School instruction for primary school students in Nigeria will soon be conducted in national languages rather than English, the Nigerian Minister of Education has announced.
It is not a test, but a political and social choice. Primary school students in Nigeria will now receive their school instruction in national languages.
The National Education Ministry, Adamu Adamu, announced that through the new language policy formulated by the Central Government, “the first six years of teaching in primary schools will be conducted in the mother tongue”.
Thus, according to the minister’s explanations, classes will be taught in the local language of each community to all students from primary to sixth grade.

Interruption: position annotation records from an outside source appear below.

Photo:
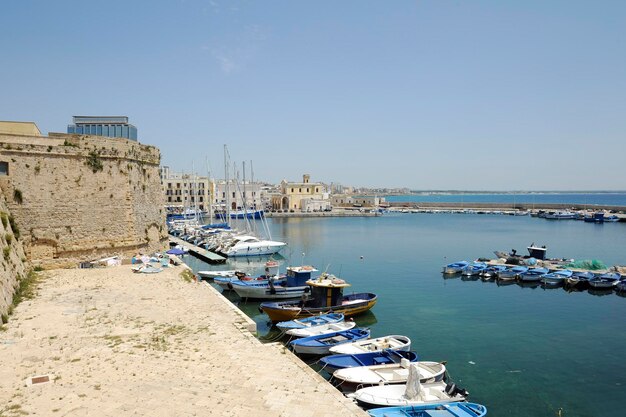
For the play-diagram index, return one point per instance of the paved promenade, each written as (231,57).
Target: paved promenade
(115,343)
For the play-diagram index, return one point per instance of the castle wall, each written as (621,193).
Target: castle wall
(78,198)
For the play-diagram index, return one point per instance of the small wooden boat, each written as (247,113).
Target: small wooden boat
(605,281)
(215,274)
(533,275)
(361,376)
(293,286)
(455,267)
(310,321)
(320,344)
(512,273)
(412,393)
(322,329)
(326,296)
(334,362)
(579,279)
(427,410)
(395,342)
(475,268)
(556,278)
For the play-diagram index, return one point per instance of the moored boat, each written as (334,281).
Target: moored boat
(320,344)
(326,296)
(556,278)
(294,285)
(455,267)
(412,393)
(395,342)
(533,275)
(440,410)
(394,373)
(311,321)
(322,329)
(340,361)
(512,273)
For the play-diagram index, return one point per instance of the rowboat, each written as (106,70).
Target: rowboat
(310,321)
(326,296)
(394,373)
(340,361)
(394,342)
(412,393)
(321,329)
(426,410)
(320,344)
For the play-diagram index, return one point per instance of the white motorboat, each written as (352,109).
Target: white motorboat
(215,274)
(293,286)
(322,329)
(394,342)
(412,393)
(393,373)
(247,245)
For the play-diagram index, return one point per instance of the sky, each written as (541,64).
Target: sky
(439,94)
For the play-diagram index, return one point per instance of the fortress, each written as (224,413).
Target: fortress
(73,198)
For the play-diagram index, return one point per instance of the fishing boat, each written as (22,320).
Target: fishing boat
(247,245)
(439,410)
(322,329)
(556,278)
(394,373)
(492,271)
(271,271)
(395,342)
(579,279)
(215,274)
(455,267)
(334,362)
(412,393)
(605,281)
(293,286)
(533,275)
(320,344)
(512,273)
(475,268)
(310,321)
(326,296)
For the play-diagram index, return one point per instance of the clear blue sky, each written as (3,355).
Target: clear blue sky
(480,95)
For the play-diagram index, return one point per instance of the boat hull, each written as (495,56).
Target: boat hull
(284,311)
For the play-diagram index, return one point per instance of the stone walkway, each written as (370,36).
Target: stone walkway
(115,343)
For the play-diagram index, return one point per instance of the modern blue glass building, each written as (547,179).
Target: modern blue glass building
(111,126)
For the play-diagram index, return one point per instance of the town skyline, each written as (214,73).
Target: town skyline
(419,95)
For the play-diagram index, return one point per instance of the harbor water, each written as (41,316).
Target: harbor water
(521,351)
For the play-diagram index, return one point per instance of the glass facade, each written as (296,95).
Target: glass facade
(110,126)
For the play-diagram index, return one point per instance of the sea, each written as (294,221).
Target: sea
(591,199)
(519,350)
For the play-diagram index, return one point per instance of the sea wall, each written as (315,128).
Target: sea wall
(13,259)
(77,198)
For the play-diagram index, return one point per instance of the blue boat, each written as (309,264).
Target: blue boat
(475,268)
(310,321)
(512,273)
(320,344)
(333,362)
(605,281)
(579,279)
(533,275)
(556,278)
(432,410)
(455,267)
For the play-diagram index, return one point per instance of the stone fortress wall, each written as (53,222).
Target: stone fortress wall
(77,198)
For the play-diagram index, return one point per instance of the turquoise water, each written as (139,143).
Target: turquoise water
(604,199)
(521,351)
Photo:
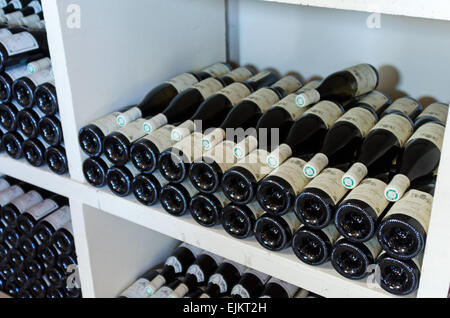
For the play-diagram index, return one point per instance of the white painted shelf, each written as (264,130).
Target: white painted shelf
(120,51)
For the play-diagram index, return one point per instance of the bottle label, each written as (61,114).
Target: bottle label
(235,92)
(255,163)
(208,87)
(329,181)
(405,105)
(292,172)
(42,209)
(431,132)
(354,175)
(415,204)
(328,111)
(264,98)
(17,71)
(19,43)
(10,194)
(217,69)
(183,82)
(398,125)
(161,138)
(361,118)
(223,155)
(288,103)
(59,218)
(240,74)
(279,155)
(316,165)
(365,76)
(376,100)
(370,191)
(129,116)
(133,131)
(27,200)
(437,110)
(137,290)
(397,188)
(107,124)
(289,84)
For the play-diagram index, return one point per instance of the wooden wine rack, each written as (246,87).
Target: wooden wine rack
(119,50)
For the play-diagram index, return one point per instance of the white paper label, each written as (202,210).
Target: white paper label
(19,43)
(431,132)
(398,125)
(329,181)
(415,204)
(292,172)
(235,92)
(361,118)
(328,111)
(365,77)
(208,87)
(437,110)
(183,81)
(371,191)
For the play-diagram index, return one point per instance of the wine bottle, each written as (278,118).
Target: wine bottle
(11,211)
(316,205)
(247,113)
(95,170)
(46,98)
(34,151)
(275,232)
(342,86)
(212,111)
(239,220)
(197,274)
(120,179)
(436,112)
(358,216)
(145,152)
(57,159)
(343,140)
(403,231)
(380,148)
(307,133)
(186,103)
(50,130)
(117,144)
(226,276)
(46,228)
(352,260)
(399,277)
(251,284)
(175,266)
(160,97)
(277,192)
(206,209)
(23,88)
(147,187)
(29,219)
(314,247)
(276,288)
(175,198)
(91,136)
(421,157)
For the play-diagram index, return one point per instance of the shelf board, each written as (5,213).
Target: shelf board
(436,9)
(321,280)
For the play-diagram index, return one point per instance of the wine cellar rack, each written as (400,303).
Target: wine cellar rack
(107,54)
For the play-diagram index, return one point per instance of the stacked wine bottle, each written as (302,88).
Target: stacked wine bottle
(30,125)
(192,273)
(37,249)
(275,159)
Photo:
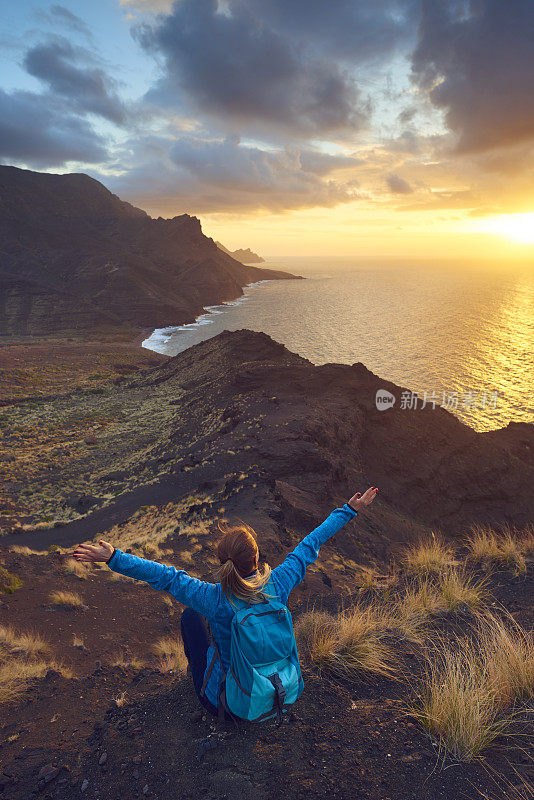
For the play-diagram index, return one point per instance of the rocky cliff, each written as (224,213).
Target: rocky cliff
(303,438)
(246,256)
(73,256)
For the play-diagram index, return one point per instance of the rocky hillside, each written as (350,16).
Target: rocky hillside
(150,454)
(73,256)
(246,256)
(273,437)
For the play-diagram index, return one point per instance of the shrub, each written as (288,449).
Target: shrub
(348,645)
(9,583)
(73,567)
(27,644)
(170,652)
(428,558)
(489,549)
(456,705)
(66,599)
(460,590)
(15,674)
(418,604)
(507,651)
(127,661)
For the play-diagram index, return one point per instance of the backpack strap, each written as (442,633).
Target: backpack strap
(216,655)
(279,696)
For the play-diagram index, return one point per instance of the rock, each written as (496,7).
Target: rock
(207,744)
(47,773)
(232,784)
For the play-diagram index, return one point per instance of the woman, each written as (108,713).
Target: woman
(238,577)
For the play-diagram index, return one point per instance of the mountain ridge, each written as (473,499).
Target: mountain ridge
(75,257)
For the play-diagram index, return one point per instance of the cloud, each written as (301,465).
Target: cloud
(237,69)
(398,185)
(70,73)
(58,14)
(36,130)
(463,198)
(475,60)
(219,175)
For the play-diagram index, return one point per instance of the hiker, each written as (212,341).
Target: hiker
(245,662)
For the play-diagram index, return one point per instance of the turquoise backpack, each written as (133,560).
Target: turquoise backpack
(264,677)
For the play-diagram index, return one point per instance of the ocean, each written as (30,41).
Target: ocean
(461,334)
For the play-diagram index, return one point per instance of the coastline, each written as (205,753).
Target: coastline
(202,318)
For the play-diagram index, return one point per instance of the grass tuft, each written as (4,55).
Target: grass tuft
(507,651)
(73,567)
(66,599)
(490,549)
(348,645)
(9,583)
(26,644)
(455,704)
(428,558)
(459,590)
(171,655)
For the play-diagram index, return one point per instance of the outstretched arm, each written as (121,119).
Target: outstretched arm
(292,570)
(199,595)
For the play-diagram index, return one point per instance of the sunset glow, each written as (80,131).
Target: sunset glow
(517,227)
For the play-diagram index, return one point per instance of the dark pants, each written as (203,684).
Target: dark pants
(196,641)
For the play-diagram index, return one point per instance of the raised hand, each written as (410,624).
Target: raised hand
(359,501)
(93,553)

Before the introduction of this new policy, the country’s most widely spoken languages, including Hausa, Igbo and Yoruba, were used to supplement English explanations in schools across Nigeria.
A challenge to take
However, with more than 600 languages listed in the country, the task promises to be difficult. But the National Education Minister, who is adamant that this is an ambitious policy, recognizes the huge challenge ahead.
In order to implement this new teaching plan, the date of which has not yet been announced, the Minister believes that a lot of work is needed to develop teaching equipment and recruit teachers.
But he assured that the government will put its policy measures in place to achieve its objectives in this plan.
“Students learn better” when “students are taught in their mother tongue,” says Minister Adamu.
Until then, English was the official language of Nigeria and was retained for learning at all levels of education.